Despite these demographic trends, the number of private universities expanded significantly over the same period, rising from 384 institutions in 1992 to 624 in 2024 following decades of deregulation and university expansion.
The Finance Ministry has questioned whether continued subsidies for under-enrolled institutions remain justifiable.
Government support for private universities totals approximately ¥300 billion in the current fiscal year. Finance officials argued that some universities operating below capacity are offering remedial courses covering material typically taught during compulsory education, including basic arithmetic and introductory English grammar.
“Some classes at these universities are teaching content that students typically learn during their years of compulsory education,” a senior Finance Ministry official said, according to domestic media reports.
“It’s doubtful that they’re providing an education of a quality that justifies the provision of government subsidies.”
The Ministry of Education, Culture, Sports, Science and Technology (MEXT) has signalled that sector consolidation is likely unavoidable, although officials have pushed back against applying uniform cuts nationwide.
Education Minister Yohei Matsumoto said universities should not be subject to “cookie-cutter decisions,” stressing the importance of preserving institutions that contribute to regional economies, healthcare systems, welfare services, and infrastructure.
In response to the finance ministry proposal, MEXT published an opinion paper noting the need to maintain universities capable of supplying talent for regional industries and growth sectors such as artificial intelligence and semiconductors.
A senior ministry official told domestic media that some downsizing of the private university sector is nevertheless considered “inevitable,” with future subsidies expected to be distributed more selectively toward institutions aligned with labor market needs and regional development priorities.

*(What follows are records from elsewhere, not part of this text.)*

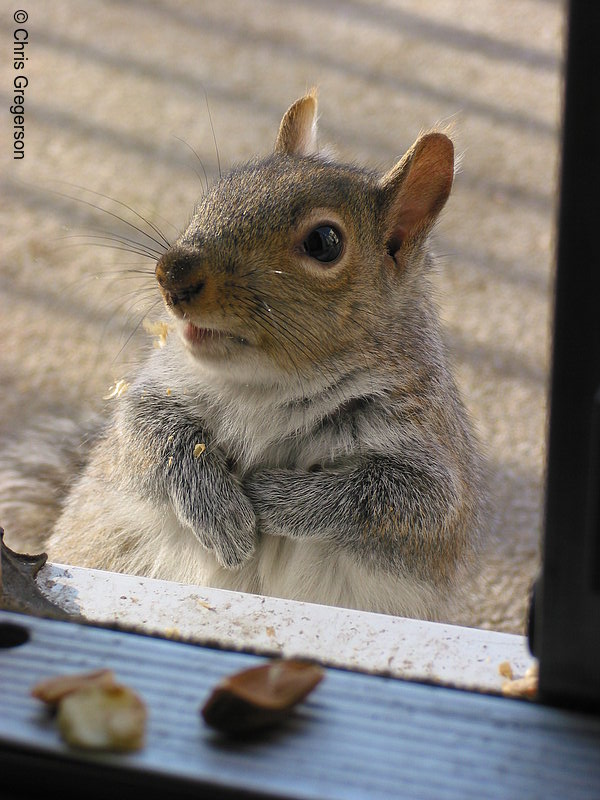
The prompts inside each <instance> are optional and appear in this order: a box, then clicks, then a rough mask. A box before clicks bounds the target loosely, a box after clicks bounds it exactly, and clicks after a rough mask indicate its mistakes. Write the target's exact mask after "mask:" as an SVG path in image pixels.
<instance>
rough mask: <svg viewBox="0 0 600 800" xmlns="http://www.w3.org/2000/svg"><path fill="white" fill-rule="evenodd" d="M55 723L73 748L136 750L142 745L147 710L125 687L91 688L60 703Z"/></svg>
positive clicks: (101, 686) (64, 737) (102, 749)
mask: <svg viewBox="0 0 600 800" xmlns="http://www.w3.org/2000/svg"><path fill="white" fill-rule="evenodd" d="M57 723H58V728H59V730H60V733H61V736H62V737H63V739H64V740H65V742H67V744H69V745H71V746H72V747H82V748H86V749H92V750H118V751H129V750H139V749H140V748H141V747H142V745H143V743H144V734H145V727H146V707H145V705H144V703H143V701H142V700H141V699H140V698H139V697H138V695H137V694H136V693H135V692H133V691H132V690H131V689H129V688H127V687H126V686H100V685H90V686H85V687H83V688H81V689H78V690H77V691H76V692H72V693H70V694H68V695H67V696H66V697H64V698H63V699H62V700H61V702H60V703H59V706H58V714H57Z"/></svg>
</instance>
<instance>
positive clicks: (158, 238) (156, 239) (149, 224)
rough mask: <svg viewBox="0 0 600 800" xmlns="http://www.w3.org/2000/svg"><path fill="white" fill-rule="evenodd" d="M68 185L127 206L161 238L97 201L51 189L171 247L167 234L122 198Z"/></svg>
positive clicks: (99, 192)
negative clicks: (106, 215)
mask: <svg viewBox="0 0 600 800" xmlns="http://www.w3.org/2000/svg"><path fill="white" fill-rule="evenodd" d="M66 185H67V186H71V187H72V188H74V189H79V190H80V191H82V192H89V193H90V194H93V195H95V196H96V197H102V198H104V199H105V200H109V201H110V202H111V203H115V204H116V205H118V206H121V207H122V208H126V209H127V210H128V211H129V212H131V213H132V214H133V215H134V216H136V217H137V218H138V219H140V220H142V222H144V223H145V224H146V225H148V227H149V228H150V229H151V230H153V231H154V232H155V233H156V235H157V236H158V237H159V238H158V239H157V238H155V237H154V236H152V235H151V234H150V233H148V231H145V230H144V229H143V228H140V227H139V226H137V225H134V224H133V222H131V221H130V220H128V219H125V217H121V216H120V215H119V214H116V213H115V212H114V211H110V210H109V209H107V208H102V206H99V205H97V204H96V203H92V202H91V201H89V200H84V199H83V198H82V197H73V196H71V195H68V194H64V193H62V192H57V191H55V190H53V189H51V190H50V191H52V192H53V194H56V195H58V196H59V197H65V198H67V199H68V200H73V201H75V202H76V203H82V204H83V205H86V206H89V207H90V208H93V209H95V210H96V211H101V212H102V213H103V214H107V215H108V216H110V217H113V218H114V219H116V220H118V221H119V222H122V223H123V224H124V225H127V226H128V227H130V228H132V229H133V230H136V231H137V232H138V233H140V234H141V235H142V236H145V237H146V238H147V239H150V241H152V242H154V244H156V245H158V246H159V247H161V248H162V247H164V246H166V247H170V246H171V243H170V242H169V240H168V239H167V238H166V236H165V235H164V234H163V233H162V231H161V230H160V229H159V228H158V227H157V226H156V225H155V224H154V223H153V222H150V220H148V219H146V217H144V216H143V215H142V214H140V213H139V212H137V211H136V210H135V209H134V208H132V207H131V206H129V205H127V203H124V202H123V201H122V200H117V199H116V198H114V197H109V196H108V195H106V194H102V192H95V191H93V190H92V189H87V188H86V187H85V186H79V185H78V184H73V183H66Z"/></svg>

The debate has also triggered criticism from within the higher education sector.
Makoto Watanabe, a professor at Hokkaido Bunkyo University, said while many educators acknowledge that Japan has too many small private institutions, policymakers bear some responsibility for the current situation.
“We all recognise that fewer children are being born in Japan now, but the education ministry approved the opening of several new universities in the last decade, so it is partly its responsibility that there are too many now,” he said.
“The issue of the nation’s birth rate is not new, so why did the bureaucrats who are now planning to close private universities approve the opening of others?”
Analysts say the proposed restructuring reflects a broader reckoning facing Japanese higher education as demographic decline accelerates and institutions compete for a shrinking pool of domestic students.
For international education stakeholders, the reforms may also signal a shift in Japan’s higher education strategy — away from expansion and toward consolidation, quality assurance, and stronger alignment between university output and workforce needs.
As domestic student numbers continue to fall, universities likely to survive sector restructuring may increasingly prioritise internationalisation, research competitiveness, and programs linked to national industrial priorities.